Nihilists don’t even ask why—that great monosyllabic word undercutting all of infinite philosophical thought—because they don’t believe in the question, nor any theoretical answer you could pose in response. Maybe they laugh in the face of a cup half full/empty, saying Why the hell does it matter, anyway? Maybe they just shrug, or smash the glass, or chug it in one go. Their reaction to the glass—to the why—is just as meaningless to them as whether you see it as optimistically full or pessimistically empty. It’s nihilistically nothing to them, which is the very meaning of the word “nihil”, Latin for “nothing”.
Tarantino’s nihilistic setting feels more statement than goad, at a stretch even finding the fun inside this depressing Weltanschauung. The liberation in what does the glass matter anyway? Brandish a Samurai sword. Disregard all the sacred cultural heritage it imbues and stab some white guy with it in petty revenge. What Butch thinks is an oath of loyalty to some ancient honor really just makes him look a bit silly.

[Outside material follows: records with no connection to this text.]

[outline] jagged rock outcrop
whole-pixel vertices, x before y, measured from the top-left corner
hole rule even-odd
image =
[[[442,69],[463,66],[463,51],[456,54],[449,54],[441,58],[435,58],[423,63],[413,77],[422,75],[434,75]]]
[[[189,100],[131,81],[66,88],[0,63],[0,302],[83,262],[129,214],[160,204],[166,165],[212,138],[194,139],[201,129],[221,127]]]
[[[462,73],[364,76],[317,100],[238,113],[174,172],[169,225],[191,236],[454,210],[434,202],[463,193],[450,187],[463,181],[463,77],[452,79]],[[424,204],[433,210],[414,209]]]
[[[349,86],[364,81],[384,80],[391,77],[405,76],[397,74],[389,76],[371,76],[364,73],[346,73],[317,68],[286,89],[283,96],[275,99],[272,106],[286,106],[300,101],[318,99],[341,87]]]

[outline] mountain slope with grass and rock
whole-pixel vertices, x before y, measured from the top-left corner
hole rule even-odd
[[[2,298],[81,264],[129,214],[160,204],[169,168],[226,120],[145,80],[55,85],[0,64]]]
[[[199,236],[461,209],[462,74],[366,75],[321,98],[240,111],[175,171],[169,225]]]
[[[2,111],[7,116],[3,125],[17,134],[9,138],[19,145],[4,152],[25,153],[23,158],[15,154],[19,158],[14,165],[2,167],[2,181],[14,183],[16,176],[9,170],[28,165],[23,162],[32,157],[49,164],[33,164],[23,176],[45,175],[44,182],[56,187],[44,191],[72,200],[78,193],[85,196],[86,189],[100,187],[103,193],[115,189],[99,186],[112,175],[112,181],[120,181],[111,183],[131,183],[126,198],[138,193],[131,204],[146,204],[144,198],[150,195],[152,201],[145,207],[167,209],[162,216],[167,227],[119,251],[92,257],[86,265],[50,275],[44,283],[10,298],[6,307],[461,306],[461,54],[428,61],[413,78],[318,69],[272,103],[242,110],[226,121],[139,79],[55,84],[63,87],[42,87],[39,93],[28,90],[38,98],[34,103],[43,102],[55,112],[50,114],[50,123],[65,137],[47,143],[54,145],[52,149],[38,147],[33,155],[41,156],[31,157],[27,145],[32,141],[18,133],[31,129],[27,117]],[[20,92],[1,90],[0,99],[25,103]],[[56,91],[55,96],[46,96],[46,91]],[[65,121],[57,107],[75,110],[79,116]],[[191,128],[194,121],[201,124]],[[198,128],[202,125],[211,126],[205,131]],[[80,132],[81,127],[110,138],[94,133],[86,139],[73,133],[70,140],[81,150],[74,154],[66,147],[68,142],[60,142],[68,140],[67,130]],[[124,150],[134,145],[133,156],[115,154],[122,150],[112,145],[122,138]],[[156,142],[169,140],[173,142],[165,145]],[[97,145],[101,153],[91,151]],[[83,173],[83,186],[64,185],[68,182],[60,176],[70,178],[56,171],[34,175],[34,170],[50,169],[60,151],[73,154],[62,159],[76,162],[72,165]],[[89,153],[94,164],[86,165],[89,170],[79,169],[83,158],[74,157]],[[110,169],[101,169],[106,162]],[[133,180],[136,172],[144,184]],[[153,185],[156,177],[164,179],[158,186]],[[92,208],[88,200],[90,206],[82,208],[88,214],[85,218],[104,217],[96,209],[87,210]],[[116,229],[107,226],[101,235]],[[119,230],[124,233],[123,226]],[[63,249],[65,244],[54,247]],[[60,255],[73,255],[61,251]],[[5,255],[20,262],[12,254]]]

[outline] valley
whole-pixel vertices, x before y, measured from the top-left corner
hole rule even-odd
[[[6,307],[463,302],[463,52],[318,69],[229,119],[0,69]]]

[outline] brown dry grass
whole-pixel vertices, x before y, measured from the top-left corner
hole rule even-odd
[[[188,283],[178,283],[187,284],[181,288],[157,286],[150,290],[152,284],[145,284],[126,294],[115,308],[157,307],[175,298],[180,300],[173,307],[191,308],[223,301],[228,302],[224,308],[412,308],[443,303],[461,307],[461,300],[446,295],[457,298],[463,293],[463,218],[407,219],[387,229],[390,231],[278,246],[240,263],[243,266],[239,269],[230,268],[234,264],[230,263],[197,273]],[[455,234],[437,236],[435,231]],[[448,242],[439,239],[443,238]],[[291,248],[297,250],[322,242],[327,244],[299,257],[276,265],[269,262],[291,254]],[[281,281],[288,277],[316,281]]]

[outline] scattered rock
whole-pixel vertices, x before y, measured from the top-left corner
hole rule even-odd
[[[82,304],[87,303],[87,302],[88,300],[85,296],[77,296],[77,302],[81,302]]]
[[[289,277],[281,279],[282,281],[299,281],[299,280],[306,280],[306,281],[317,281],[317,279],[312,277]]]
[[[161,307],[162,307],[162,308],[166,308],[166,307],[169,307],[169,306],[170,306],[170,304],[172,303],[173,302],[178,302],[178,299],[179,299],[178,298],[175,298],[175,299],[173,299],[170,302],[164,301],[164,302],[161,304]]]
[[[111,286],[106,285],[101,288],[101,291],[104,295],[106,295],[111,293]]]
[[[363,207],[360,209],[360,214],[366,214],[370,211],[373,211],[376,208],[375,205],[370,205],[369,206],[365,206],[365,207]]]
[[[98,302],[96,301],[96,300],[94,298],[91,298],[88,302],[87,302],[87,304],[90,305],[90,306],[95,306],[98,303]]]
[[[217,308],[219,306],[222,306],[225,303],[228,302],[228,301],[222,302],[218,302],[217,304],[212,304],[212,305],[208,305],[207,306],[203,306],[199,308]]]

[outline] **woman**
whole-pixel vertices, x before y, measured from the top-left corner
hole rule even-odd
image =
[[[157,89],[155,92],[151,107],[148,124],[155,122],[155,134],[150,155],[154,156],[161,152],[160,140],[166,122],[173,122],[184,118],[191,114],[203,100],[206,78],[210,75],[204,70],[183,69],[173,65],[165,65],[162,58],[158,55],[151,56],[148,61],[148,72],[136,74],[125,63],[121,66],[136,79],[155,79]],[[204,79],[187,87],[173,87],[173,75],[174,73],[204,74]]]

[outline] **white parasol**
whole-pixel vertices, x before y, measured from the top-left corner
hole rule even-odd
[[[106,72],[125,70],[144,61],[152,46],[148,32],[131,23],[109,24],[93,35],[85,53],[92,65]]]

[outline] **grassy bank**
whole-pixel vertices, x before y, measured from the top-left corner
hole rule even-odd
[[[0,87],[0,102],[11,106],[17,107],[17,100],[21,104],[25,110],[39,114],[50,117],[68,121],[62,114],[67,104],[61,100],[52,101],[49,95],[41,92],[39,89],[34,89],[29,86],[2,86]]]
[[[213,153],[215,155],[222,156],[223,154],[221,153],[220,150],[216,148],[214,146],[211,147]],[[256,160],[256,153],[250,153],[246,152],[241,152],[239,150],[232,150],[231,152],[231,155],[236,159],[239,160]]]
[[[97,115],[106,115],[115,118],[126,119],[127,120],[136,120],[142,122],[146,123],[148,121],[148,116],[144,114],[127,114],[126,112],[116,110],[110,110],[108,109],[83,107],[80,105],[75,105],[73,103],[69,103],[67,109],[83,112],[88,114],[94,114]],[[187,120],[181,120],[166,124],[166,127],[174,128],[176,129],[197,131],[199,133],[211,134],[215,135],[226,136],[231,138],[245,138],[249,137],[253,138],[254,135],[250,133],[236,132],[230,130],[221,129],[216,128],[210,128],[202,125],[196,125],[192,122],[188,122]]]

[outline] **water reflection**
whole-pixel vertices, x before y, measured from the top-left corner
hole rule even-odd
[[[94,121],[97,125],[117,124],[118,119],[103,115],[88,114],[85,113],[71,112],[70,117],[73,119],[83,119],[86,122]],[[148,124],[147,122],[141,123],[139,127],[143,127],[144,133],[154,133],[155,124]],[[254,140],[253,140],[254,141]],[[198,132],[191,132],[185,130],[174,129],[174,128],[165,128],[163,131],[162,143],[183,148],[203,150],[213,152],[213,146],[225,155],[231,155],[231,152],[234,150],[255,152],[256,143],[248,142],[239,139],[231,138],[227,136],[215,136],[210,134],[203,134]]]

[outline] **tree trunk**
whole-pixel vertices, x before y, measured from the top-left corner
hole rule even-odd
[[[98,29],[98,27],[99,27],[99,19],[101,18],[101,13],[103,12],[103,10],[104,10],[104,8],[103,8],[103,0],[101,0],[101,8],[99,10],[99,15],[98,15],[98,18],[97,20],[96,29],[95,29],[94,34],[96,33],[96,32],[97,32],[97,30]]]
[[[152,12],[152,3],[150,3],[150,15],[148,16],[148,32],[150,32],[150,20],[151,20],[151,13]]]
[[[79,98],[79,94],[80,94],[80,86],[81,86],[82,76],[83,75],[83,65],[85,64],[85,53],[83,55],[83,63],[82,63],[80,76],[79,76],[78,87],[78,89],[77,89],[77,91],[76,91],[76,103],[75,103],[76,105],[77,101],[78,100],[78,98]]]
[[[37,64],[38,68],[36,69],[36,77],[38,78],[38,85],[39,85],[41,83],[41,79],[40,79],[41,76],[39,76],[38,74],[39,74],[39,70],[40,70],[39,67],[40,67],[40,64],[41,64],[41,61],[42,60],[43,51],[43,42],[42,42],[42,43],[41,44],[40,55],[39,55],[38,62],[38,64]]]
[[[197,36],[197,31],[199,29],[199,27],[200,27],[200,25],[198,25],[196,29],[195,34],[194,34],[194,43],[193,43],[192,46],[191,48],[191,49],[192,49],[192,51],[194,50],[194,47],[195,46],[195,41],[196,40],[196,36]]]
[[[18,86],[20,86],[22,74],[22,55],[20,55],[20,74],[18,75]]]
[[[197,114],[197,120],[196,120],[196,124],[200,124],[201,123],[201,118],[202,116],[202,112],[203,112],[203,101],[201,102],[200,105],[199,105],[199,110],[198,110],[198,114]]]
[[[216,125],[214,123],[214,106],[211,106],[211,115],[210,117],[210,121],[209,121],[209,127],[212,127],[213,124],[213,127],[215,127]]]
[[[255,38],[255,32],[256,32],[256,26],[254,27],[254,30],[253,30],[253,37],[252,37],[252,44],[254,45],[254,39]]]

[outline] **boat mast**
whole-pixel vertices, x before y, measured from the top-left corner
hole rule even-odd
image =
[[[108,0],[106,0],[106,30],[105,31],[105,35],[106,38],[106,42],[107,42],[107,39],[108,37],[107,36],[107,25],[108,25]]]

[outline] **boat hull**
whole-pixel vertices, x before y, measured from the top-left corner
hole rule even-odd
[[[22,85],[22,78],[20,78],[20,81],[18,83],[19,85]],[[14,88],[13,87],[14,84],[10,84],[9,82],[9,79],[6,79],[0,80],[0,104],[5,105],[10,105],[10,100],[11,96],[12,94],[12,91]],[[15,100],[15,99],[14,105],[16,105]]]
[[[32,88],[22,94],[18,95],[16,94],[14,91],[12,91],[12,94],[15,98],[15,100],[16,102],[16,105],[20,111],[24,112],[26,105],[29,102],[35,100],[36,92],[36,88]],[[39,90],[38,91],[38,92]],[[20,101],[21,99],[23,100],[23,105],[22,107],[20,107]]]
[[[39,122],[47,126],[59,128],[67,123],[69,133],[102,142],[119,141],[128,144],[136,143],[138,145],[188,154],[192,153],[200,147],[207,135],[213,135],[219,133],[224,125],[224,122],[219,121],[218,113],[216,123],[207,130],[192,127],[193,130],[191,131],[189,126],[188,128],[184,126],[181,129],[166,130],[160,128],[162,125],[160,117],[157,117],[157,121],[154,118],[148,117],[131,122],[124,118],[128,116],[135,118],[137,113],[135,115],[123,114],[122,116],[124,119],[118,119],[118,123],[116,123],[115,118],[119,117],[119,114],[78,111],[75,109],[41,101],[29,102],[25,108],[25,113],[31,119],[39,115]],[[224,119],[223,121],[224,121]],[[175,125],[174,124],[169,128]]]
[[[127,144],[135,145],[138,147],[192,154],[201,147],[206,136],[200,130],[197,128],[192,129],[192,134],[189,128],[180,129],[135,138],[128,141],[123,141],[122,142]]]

In this way, the director flows against the current of stereotyping, stripping back the machismo of white American heroes down to silly little men making meaningless moves on a meaningless chessboard.
This nihilistic interpretation of life isn’t necessarily “bad”—characters dance barefoot to Chuck Berry, save lives as well as take them, enjoy the delicious taste of hamburgers, and feel moments of relief and redemption. Like when finding the briefcase, or when Pumpkin and Honey Bunny make it out of the robbery by the skin of their teeth, adrenaline in their blood, and cash in their hands. Nihilistic, sure, but maybe it’s not so bad after all? Depends on who you are, the robber or the robbed.